The marginal success achieved by some of them is not enough to tackle an explosive situation that faces us now. The pile-up of so many unsolved terrorist attacks will bear testimony to the charge of their incompetence. The crux of the matter is how to make the I.B. and State intelligence and investigating agencies (such as the Central Bureau of Investigation, CBI, and the State Crime Branches, CIDs) more professional and accountable. Except for minor regional differences in styles of policing, there is nothing that militates against central coordination of the energies of policemen to fight terrorism. The proposal for a federal investigation agency for handling this task seems reasonable. It offers hopes of a more focussed attention to a burning problem.

Although there are reservations about taking the task away from the CBI, this is worth a trial. By stonewalling this commendable initiative by the Centre, the States are doing the greatest disservice to a cause that does not brook any delay, all in the name of guarding State autonomy. History will not forgive them for injecting politics into what should be a purely professional decision-making process.

There is a second course of action that could help to blunt the terrorists striking power. This is through reducing gains flowing from his actions. We may not be able to prevent every assault. But we can definitely reduce losses of life and property. This is where strengthening the existing civil defence mechanism assumes high priority. Well-trained and highly-motivated Home Guards provide muscle to such a system. Community Support Officers (CSOs) do a splendid job on London streets. These are carefully chosen and attractively paid, and provide auxiliary support to the regular police. What we need is a second-line police force that will patrol the streets, pick up useful information available at the grass-roots and complement the full-time policeman. Such a force is not only economical to raise and maintain, but it can swiftly move into a crisis for discharging emergency functions such as guarding a scene of violence to preserve vital clues and rushing injured persons to hospitals. One can add many more tasks that become essential in the aftermath of a terrorist attack.

There are limits to sanctioning additional manpower to existing numbers in State and Central police forces. This is why a beefed-up Home Guards wing becomes essential. We do have such a set-up now. Somehow, there is a feeling that its enormous potential has not been understood.

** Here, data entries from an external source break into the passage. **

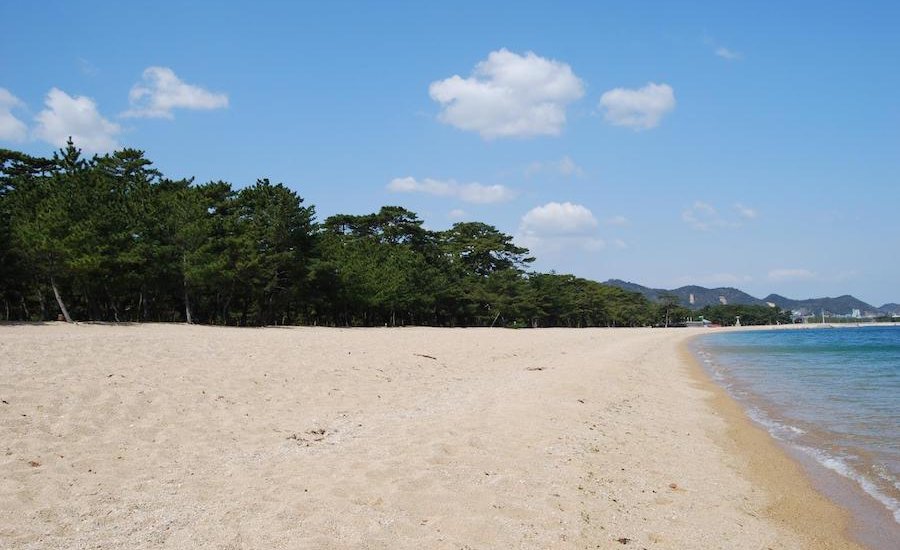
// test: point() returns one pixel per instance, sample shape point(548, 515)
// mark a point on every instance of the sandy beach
point(171, 436)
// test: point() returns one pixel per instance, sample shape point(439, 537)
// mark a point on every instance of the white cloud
point(746, 212)
point(782, 274)
point(642, 108)
point(509, 95)
point(78, 117)
point(557, 228)
point(161, 91)
point(469, 192)
point(86, 67)
point(565, 167)
point(725, 53)
point(702, 216)
point(556, 218)
point(11, 128)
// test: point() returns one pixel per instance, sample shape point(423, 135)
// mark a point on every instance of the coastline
point(794, 503)
point(282, 437)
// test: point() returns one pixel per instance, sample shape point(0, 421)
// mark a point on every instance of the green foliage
point(750, 315)
point(120, 242)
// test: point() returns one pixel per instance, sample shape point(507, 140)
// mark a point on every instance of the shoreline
point(866, 521)
point(794, 502)
point(173, 435)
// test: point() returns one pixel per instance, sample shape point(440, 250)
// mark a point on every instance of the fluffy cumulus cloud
point(642, 108)
point(469, 192)
point(78, 117)
point(556, 218)
point(161, 91)
point(783, 274)
point(509, 95)
point(11, 128)
point(557, 227)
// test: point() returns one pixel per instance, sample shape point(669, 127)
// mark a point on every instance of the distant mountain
point(842, 305)
point(702, 296)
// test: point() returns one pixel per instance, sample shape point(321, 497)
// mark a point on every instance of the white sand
point(167, 436)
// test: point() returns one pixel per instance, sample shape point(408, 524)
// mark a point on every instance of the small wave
point(838, 466)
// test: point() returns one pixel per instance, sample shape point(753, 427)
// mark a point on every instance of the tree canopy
point(110, 238)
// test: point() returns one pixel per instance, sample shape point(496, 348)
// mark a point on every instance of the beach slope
point(169, 436)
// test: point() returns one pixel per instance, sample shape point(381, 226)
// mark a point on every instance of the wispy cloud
point(468, 192)
point(703, 216)
point(78, 117)
point(746, 212)
point(565, 167)
point(161, 91)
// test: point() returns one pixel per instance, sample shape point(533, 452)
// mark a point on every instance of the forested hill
point(110, 238)
point(702, 296)
point(842, 305)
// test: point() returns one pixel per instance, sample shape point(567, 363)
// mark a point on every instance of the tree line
point(110, 238)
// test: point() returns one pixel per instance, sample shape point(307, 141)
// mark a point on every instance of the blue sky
point(742, 144)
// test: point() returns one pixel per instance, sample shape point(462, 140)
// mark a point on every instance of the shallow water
point(831, 394)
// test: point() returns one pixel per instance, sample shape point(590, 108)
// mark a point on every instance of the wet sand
point(171, 436)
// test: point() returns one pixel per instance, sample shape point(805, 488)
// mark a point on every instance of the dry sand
point(168, 436)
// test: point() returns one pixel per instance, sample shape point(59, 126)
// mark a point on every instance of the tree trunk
point(187, 307)
point(59, 301)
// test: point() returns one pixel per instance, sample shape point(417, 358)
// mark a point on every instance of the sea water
point(831, 394)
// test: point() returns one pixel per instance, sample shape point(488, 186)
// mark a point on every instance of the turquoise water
point(832, 394)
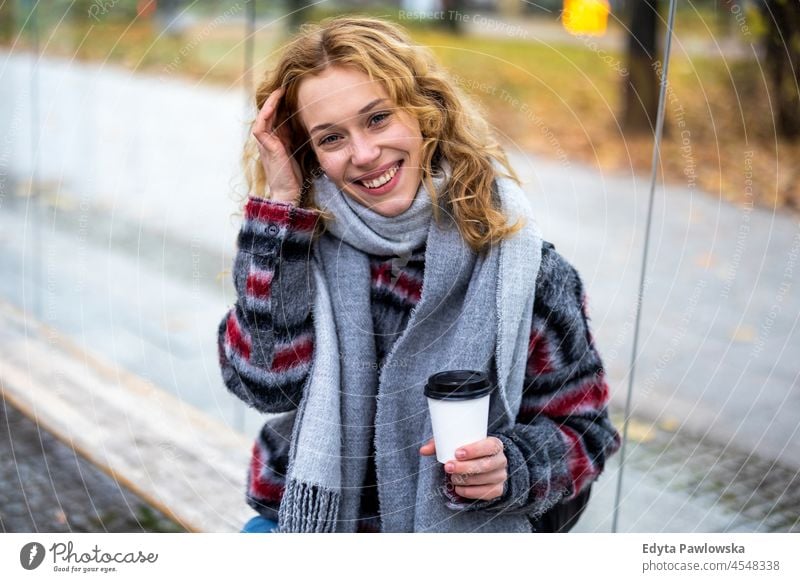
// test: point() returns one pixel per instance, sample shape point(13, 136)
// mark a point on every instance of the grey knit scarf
point(474, 313)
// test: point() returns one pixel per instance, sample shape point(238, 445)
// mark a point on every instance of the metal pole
point(640, 296)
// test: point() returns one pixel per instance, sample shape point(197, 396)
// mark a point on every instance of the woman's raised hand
point(282, 170)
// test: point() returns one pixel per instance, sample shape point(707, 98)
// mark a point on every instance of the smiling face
point(367, 146)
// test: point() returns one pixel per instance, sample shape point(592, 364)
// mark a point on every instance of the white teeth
point(378, 182)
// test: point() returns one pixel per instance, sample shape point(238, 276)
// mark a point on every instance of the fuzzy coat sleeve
point(266, 340)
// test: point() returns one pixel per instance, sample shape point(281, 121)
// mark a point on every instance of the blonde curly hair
point(451, 125)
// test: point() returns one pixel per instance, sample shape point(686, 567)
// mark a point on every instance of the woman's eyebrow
point(361, 111)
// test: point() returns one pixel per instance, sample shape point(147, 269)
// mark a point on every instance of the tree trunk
point(783, 62)
point(644, 69)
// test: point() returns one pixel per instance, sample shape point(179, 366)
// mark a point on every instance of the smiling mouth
point(382, 180)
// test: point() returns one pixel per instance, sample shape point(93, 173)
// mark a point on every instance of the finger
point(477, 466)
point(482, 448)
point(483, 492)
point(490, 478)
point(428, 448)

I am hoping that the present crisis caused by a series of terrorist strikes will persuade the State governments to give teeth to Home Guards so that they are enthused to lend the best possible assistance to an overstretched police. Such a strategy should yield as much of a benefit as an attempt to strengthen intelligence-collection or bringing in a more deterrent anti-terror law. All this can, however, come only through an obsession in national life that the terrorist has to be fought relentlessly. Only obsessions assure excellence in governance. Nothing short of it will work at the present juncture.